Was konkret passiert
Wer Claude über OpenClaw nutzt, kann das ab sofort nicht mehr über sein reguläres Claude-Abo abrechnen. Stattdessen zwingt Anthropic alle Third-Party-Nutzer auf ein separates Pay-as-you-go-Modell. Die Info kam — natürlich — per Mail am Freitagabend. Klassiker.
Die Fakten
- Stichtag:** 4. April 2026, 15:00 Uhr ET
- Betroffen:** Alle Third-Party-Harnesses, explizit OpenClaw genannt
- Neu:** Separate Abrechnung nach Verbrauch, getrennt vom Abo
- Kommunikation:** Freitagabend-Mail an Nutzer — 3 Tage vor Inkrafttreten
Was das bedeutet
Anthropic macht den Walled Garden dicht.
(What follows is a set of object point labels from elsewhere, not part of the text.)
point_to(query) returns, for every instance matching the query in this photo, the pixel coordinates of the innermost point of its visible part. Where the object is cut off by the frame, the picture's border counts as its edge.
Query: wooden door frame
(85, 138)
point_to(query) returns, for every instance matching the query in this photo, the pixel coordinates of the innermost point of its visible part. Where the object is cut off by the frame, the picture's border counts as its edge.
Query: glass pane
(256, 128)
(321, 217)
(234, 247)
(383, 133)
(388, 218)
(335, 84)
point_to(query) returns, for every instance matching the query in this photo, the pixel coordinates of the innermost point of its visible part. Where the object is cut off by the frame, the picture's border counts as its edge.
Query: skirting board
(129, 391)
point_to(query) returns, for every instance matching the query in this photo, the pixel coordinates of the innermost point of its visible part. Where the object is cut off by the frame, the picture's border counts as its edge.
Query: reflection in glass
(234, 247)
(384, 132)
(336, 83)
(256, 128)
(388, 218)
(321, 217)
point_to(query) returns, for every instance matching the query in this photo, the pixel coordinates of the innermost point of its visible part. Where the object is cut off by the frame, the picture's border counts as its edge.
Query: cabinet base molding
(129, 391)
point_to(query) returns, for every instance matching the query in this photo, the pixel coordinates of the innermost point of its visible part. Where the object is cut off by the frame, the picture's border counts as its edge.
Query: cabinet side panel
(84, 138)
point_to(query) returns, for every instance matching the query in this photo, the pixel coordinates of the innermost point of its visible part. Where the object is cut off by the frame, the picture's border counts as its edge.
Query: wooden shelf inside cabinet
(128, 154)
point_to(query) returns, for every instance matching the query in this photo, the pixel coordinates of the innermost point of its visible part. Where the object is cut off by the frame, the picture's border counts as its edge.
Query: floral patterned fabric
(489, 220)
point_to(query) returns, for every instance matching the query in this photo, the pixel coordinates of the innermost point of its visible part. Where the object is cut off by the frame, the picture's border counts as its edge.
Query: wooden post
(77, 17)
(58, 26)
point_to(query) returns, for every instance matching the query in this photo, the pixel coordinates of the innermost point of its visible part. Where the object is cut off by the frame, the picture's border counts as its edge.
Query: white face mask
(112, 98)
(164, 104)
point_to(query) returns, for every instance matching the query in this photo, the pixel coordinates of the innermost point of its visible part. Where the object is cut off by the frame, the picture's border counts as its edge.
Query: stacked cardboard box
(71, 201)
Wer Claude über Drittanbieter-Tools nutzt, soll dafür extra zahlen — zusätzlich zum bestehenden Abo. Das trifft nicht nur OpenClaw-Fans, sondern das gesamte Ökosystem an Tools, die auf Claude aufbauen. Die Botschaft ist klar: Claude nutzt man gefälligst über Anthropics eigene Apps.
✅ Pro
- Anthropic kann API-Kosten besser kontrollieren
- Abo-Nutzer subventionieren keine Power-User mehr
- Eigene Produkte bekommen klaren Wettbewerbsvorteil
❌ Con
- Third-Party-Entwickler werden bestraft
- Open-Source-Community wird vor den Kopf gestoßen
- Kurzfristige Ankündigung — drei Tage Vorlauf ist respektlos
- Pay-as-you-go wird für Vielnutzer deutlich teurer
Der größere Kontext
Das Muster kennt man von Apple, Google und jeder anderen Plattform, die groß genug geworden ist: Erst das Ökosystem aufbauen lassen, dann die Kontrolle übernehmen. Anthropic positioniert sich als die "ethische" KI-Firma — aber beim Geschäftsmodell gelten dieselben Regeln wie überall.